Entre partidos da base, o que se comenta é que a falta de avanço em algumas pautas tem a ver, sobretudo, com a inabilidade do governo no trato com o Congresso. Mas pesaram, também, os efeitos da pandemia, que fizeram com que os parlamentares deixassem de participar presencialmente da vida do Legislativo — na Câmara, apenas no final do terceiro trimestre se retomou o comparecimento à Casa. No rastro disso, temas relacionados à crise sanitária passaram na frente nas pautas de discussão e votação.

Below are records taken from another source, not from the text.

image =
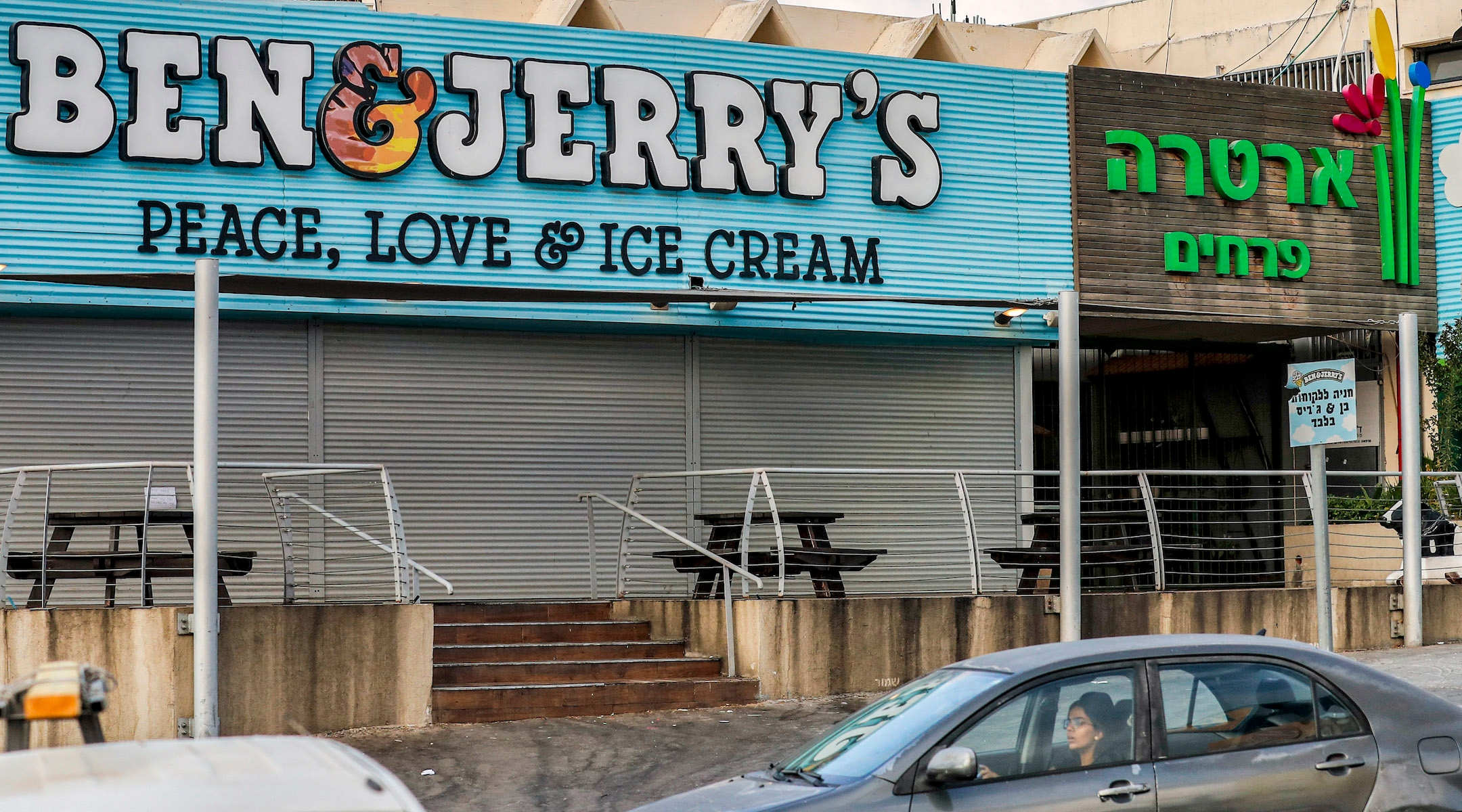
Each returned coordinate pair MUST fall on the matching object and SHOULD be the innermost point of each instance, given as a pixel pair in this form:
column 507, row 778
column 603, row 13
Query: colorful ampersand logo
column 368, row 137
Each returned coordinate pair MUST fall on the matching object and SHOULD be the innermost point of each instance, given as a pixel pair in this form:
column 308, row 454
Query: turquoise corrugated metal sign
column 1446, row 133
column 1000, row 225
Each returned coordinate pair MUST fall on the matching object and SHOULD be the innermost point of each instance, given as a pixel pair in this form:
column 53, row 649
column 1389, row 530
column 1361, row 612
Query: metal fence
column 120, row 535
column 984, row 532
column 1310, row 75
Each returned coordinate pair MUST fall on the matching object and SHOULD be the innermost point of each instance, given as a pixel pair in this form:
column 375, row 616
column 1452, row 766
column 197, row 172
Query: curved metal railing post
column 1159, row 564
column 142, row 543
column 746, row 529
column 971, row 538
column 625, row 539
column 594, row 554
column 5, row 533
column 781, row 545
column 46, row 532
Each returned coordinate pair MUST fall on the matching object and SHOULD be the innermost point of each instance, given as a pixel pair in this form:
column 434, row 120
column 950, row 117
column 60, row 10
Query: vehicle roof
column 248, row 773
column 1052, row 656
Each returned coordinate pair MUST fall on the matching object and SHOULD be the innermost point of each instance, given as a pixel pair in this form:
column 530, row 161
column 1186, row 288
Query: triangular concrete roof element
column 577, row 14
column 1057, row 53
column 756, row 21
column 920, row 39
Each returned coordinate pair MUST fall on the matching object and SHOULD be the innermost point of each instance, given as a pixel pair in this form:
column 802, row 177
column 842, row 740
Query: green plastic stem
column 1388, row 253
column 1419, row 112
column 1398, row 157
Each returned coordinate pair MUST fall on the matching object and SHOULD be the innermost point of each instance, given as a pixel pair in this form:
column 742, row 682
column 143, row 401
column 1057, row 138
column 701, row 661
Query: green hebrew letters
column 1269, row 252
column 1233, row 256
column 1192, row 161
column 1332, row 176
column 1147, row 161
column 1293, row 168
column 1218, row 160
column 1180, row 252
column 1295, row 253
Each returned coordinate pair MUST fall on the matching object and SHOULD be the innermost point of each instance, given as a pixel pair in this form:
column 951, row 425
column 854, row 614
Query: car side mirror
column 951, row 766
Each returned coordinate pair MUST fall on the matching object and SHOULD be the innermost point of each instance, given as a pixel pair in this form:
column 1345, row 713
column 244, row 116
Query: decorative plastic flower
column 1366, row 108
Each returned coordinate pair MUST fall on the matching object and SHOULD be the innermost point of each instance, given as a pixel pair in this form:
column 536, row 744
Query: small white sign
column 162, row 499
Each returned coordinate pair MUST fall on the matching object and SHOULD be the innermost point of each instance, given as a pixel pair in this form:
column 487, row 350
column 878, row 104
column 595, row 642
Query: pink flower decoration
column 1366, row 108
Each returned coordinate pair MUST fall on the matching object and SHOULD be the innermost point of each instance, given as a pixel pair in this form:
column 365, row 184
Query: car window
column 1335, row 717
column 888, row 725
column 1075, row 722
column 1216, row 707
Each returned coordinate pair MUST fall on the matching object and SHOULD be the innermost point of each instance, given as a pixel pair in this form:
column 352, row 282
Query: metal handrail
column 404, row 567
column 372, row 539
column 726, row 566
column 669, row 532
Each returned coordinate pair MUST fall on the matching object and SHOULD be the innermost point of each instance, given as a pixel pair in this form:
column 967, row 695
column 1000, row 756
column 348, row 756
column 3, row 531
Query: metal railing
column 988, row 532
column 347, row 545
column 727, row 567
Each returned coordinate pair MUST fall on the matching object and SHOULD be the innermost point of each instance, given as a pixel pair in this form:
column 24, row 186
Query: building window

"A pandemia prejudicou muito o Legislativo. Com muitas discussões on-line, a gente perde o foco e aquela capacidade de articulação. Acho que até avançou bem na pandemia, tanto o Senado quanto a Câmara vêm fazendo seu papel, não atrapalhando o governo federal. Mas, a partir de agora, Bolsonaro estará concentrado em conversar com seu eleitorado mais radical", avalia o deputado Fausto Pinato (SP), vice-líder do PP na Câmara.
Recurso final
Por sinal, não foi somente o trabalho remoto que fez com que decisões parlamentares fossem proteladas. A CPI da Covid, que durou aproximadamente cinco meses, deixou Senado e Câmara de fôlego suspenso, pois muito do que foi levantado pela comissão trouxe imensos prejuízos para o governo e dificuldades para a base.

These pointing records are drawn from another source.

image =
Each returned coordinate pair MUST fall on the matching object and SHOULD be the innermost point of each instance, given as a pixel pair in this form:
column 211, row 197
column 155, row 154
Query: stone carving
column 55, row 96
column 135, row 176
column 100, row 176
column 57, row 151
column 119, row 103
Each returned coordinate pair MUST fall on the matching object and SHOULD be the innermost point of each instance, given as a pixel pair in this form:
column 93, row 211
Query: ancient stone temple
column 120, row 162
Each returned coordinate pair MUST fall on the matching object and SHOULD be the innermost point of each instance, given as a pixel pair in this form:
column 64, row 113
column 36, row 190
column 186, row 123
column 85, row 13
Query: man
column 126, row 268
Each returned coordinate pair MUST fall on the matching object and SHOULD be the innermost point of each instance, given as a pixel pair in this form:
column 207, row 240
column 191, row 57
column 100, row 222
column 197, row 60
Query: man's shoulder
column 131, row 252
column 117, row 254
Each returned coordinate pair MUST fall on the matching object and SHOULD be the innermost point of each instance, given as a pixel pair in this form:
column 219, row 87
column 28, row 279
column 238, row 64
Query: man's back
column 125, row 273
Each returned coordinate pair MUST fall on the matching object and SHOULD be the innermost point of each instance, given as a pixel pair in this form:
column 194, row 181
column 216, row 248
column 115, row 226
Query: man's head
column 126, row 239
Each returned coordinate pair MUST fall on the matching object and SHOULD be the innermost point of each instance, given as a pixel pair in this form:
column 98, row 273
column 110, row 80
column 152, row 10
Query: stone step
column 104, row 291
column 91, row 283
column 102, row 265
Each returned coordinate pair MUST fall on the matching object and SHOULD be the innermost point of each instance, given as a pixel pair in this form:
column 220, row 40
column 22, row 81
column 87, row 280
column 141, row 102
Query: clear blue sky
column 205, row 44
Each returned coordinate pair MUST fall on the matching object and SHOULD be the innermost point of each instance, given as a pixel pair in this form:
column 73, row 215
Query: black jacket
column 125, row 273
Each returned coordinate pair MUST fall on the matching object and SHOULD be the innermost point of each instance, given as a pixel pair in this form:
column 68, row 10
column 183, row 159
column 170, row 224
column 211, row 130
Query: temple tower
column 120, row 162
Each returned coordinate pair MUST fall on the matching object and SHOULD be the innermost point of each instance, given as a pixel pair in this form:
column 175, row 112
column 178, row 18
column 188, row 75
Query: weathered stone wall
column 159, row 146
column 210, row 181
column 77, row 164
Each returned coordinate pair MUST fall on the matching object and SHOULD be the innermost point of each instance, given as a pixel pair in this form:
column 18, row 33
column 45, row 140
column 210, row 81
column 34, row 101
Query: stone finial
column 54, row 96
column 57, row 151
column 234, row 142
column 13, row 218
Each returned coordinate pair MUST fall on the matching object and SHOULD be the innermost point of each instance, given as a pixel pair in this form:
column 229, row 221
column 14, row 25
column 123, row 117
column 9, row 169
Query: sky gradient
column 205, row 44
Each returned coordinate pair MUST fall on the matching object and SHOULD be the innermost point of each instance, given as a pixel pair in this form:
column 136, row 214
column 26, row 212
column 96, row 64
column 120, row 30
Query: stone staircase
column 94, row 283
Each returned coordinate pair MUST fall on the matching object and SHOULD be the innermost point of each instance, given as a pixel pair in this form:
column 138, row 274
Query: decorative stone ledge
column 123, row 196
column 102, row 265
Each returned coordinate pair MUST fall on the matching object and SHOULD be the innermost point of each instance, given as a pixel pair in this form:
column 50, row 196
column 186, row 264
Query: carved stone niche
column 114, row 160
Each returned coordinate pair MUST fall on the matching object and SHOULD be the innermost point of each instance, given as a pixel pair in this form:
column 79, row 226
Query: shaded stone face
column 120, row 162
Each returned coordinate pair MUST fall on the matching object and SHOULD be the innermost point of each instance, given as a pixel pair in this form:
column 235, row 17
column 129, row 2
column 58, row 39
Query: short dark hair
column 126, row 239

Foi a partir daí que Bolsonaro precisou lançar mão do único recurso que resta aos presidentes enfraquecidos que pretendam dar sobrevida à administração que chefiam: coligar-se ao Centrão e trazer um dos seus cardeais para o coração do governo — no caso, o senador Ciro Nogueira (PP-PI), que de integrante da tropa de choque na CPI fez um voo sem escalar para a Casa Civil. Antes, Bolsonaro trouxera a deputada Flavia Arruda (PP-DF), muito ligada a Arthur Lira, para a Secretaria de Governo, que cuida do relacionamento do Palácio do Planalto com o Congresso. A partir daí, a estrada ficou um pouco mais pavimentada para o governo conseguir expressivas vitórias, como o da aprovação do Auxílio Brasil.
Entretanto, entre o desejo e a confirmação há uma grande distância, pois os esforços do presidente Jair Bolsonaro estarão completamente voltados para a reeleição. Isto representa que tudo o mais cairá para baixo no ranking de prioridades, inclusive reformas com as quais o governo jamais se empenhou que fossem aprovadas — como é o caso da administrativa e da tributária.
"Bolsonaro é contra a administrativa, e a tributária não existe. Não existe isso de não querer votar. Não tem é o que votar. No ano que vem, a gente pode esquecer as reformas. Teremos votações de pautas secundárias", lamenta o vice-presidente da Câmara, Marcelo Ramos (PL-AM).
Problemas
Para o cientista político André Rosa, é natural que o governo federal não tenha apostado nas reformas administrativa e tributária no ano que antecedeu o período eleitoral, já que poderiam criar problemas tanto com setores do empresariado quanto com servidores públicos. Isso porque, no primeiro caso, ainda há um bom percentual que apoia o presidente e, no segundo, Bolsonaro quer trazer o funcionalismo para perto oferecendo vantagens e um aumento salarial que ameaça explodir o Orçamento de 2022.
"Com a popularidade em baixa, seria suicídio político", afirma Rosa.
Apesar do incômodo, fontes no Congresso vislumbram a possibilidade de que a reforma tributária seja um dos primeiros temas a serem debatidos em 2022. André Rosa concorda, mas não vê grandes chances de o tema prosperar, a menos que haja um esforço por parte dos presidentes das Casas Legislativas.
"O ano de 2022 deve começar com a pauta da reforma tributária. Só que, para aprovar pautas, será preciso uma presença grande do Congresso. E a tendência é de que seja um ano nulo", prevê. (Colaborou Fabio Grecchi).